Una Bella Y soleada mañana, estábamos paseando por la Piazza del Duomo, en Milán, cuando vimos muchos niños disfrazados de Pierrot, Colombina, reyes, reinas, marineros y piratas, jugando y asumiendo el papel de los personajes que sus trajes de fantasía representaban. ¡Qué manera inocente de divertirse! Y la escena se repite todos los años en ese día, el martes de Carnaval.
En otras partes del mundo, el Carnaval dura varios días. Y no son sólo los niños, sino que también los adultos van a los bailes, espectáculos y desfiles, en una euforia característica de esos festejos. El Carnaval más famoso es el de Rio de Janeiro, en Brasil, pero también está el de Nueva Orleans, en los Estados Unidos, y otros. Mucha gente pasa el año entero preparándose para esos días: gastan todo lo que tienen, haciendo magníficos trajes de fantasía, diseñando los carros alegóricos y planeando los desfiles. ¿Pero cuánto dura esa alegría? ¿Qué solución ofrece para las necesidades de la sociedad?

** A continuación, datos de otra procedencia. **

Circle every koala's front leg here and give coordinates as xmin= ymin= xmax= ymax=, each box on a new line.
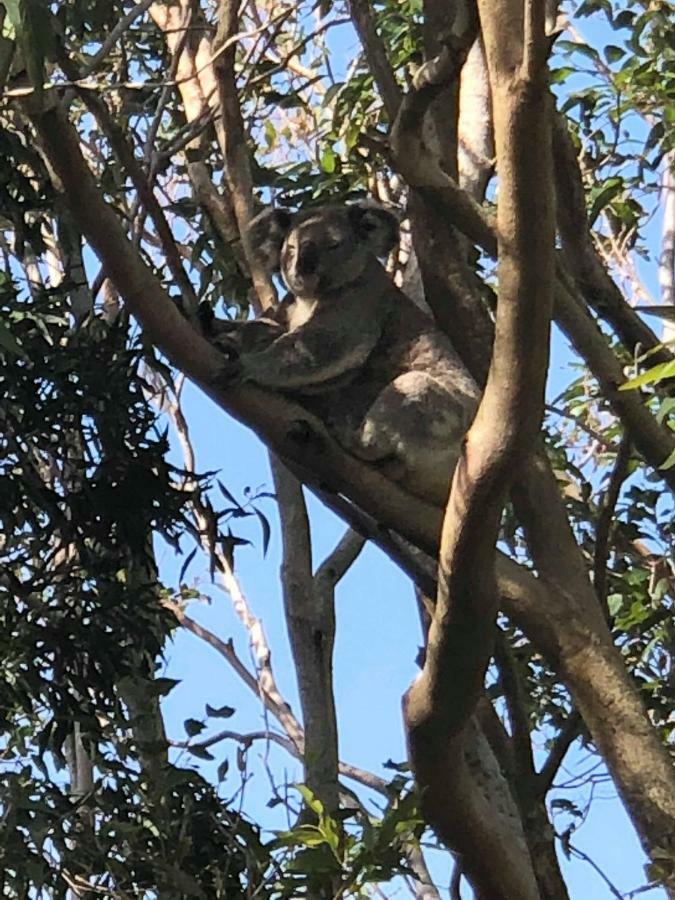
xmin=240 ymin=319 xmax=380 ymax=391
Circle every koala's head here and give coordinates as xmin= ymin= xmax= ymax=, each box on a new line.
xmin=248 ymin=203 xmax=399 ymax=297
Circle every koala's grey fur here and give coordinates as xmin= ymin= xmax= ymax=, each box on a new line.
xmin=214 ymin=204 xmax=479 ymax=505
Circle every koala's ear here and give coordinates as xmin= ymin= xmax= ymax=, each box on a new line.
xmin=246 ymin=208 xmax=293 ymax=272
xmin=348 ymin=203 xmax=399 ymax=256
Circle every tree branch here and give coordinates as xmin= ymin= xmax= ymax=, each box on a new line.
xmin=593 ymin=433 xmax=632 ymax=610
xmin=404 ymin=3 xmax=555 ymax=897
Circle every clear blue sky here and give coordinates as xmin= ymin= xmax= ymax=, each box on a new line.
xmin=160 ymin=370 xmax=665 ymax=900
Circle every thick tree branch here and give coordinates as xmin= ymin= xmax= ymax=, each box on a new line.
xmin=404 ymin=2 xmax=554 ymax=898
xmin=213 ymin=0 xmax=277 ymax=312
xmin=349 ymin=0 xmax=402 ymax=122
xmin=593 ymin=434 xmax=631 ymax=610
xmin=270 ymin=457 xmax=339 ymax=813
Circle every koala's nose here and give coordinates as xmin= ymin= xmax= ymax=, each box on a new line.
xmin=297 ymin=241 xmax=319 ymax=275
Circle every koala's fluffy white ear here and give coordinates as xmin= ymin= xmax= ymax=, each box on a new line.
xmin=246 ymin=207 xmax=293 ymax=272
xmin=349 ymin=203 xmax=399 ymax=257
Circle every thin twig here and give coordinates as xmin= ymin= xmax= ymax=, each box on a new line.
xmin=537 ymin=710 xmax=581 ymax=796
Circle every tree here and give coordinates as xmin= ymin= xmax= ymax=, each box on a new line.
xmin=0 ymin=0 xmax=675 ymax=898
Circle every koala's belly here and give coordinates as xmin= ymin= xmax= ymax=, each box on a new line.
xmin=303 ymin=370 xmax=477 ymax=506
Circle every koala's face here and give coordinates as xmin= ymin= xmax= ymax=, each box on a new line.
xmin=281 ymin=210 xmax=372 ymax=297
xmin=249 ymin=204 xmax=398 ymax=297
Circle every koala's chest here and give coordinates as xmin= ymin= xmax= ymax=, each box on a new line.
xmin=287 ymin=298 xmax=317 ymax=331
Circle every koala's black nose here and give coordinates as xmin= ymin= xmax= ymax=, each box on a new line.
xmin=297 ymin=241 xmax=319 ymax=275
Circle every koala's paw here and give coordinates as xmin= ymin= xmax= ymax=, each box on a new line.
xmin=218 ymin=341 xmax=244 ymax=386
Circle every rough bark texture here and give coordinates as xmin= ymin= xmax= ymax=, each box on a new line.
xmin=404 ymin=2 xmax=554 ymax=898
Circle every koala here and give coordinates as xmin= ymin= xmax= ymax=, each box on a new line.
xmin=214 ymin=204 xmax=479 ymax=506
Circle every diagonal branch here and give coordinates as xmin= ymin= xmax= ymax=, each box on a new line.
xmin=404 ymin=0 xmax=555 ymax=898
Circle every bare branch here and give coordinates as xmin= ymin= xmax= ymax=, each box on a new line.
xmin=163 ymin=600 xmax=304 ymax=752
xmin=659 ymin=150 xmax=675 ymax=306
xmin=537 ymin=711 xmax=581 ymax=796
xmin=495 ymin=632 xmax=535 ymax=784
xmin=349 ymin=0 xmax=402 ymax=121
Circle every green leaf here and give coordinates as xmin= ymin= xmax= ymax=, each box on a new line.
xmin=588 ymin=176 xmax=625 ymax=225
xmin=602 ymin=44 xmax=626 ymax=63
xmin=619 ymin=360 xmax=675 ymax=391
xmin=321 ymin=147 xmax=336 ymax=175
xmin=188 ymin=747 xmax=215 ymax=760
xmin=271 ymin=825 xmax=326 ymax=847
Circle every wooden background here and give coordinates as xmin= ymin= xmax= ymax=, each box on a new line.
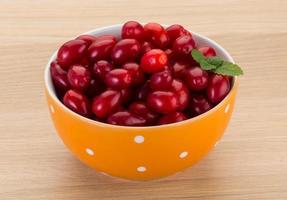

Sin duda, es una bella oportunidad de expresar alegría, vitalidad y arte, pero no deja de ser un mundo de sueños, de fantasía y de ilusión, una corta semana de diversión. ¿Acaso trae algún alivio a los problemas del resto del año? ¿O es tan solo una oportunidad de olvidar las asperezas de la experiencia cotidiana, como la pobreza, el desempleo, la falta de instrucción? ¿Cuál es la mejor manera de obtener cierto grado de felicidad duradera, de satisfacción permanente? Por más bonitos y originales que sean los disfraces de Carnaval y las canciones que se pongan en voga ese año, las verdaderas soluciones no son de fantasía. La única manera es encontrar el camino que conduce a la realidad espiritual, a la percepción de la verdadera individualidad e identidad de cada uno, la semejanza de Dios. El que nos enseñó y nos demostró cómo hacer eso fue Cristo Jesús.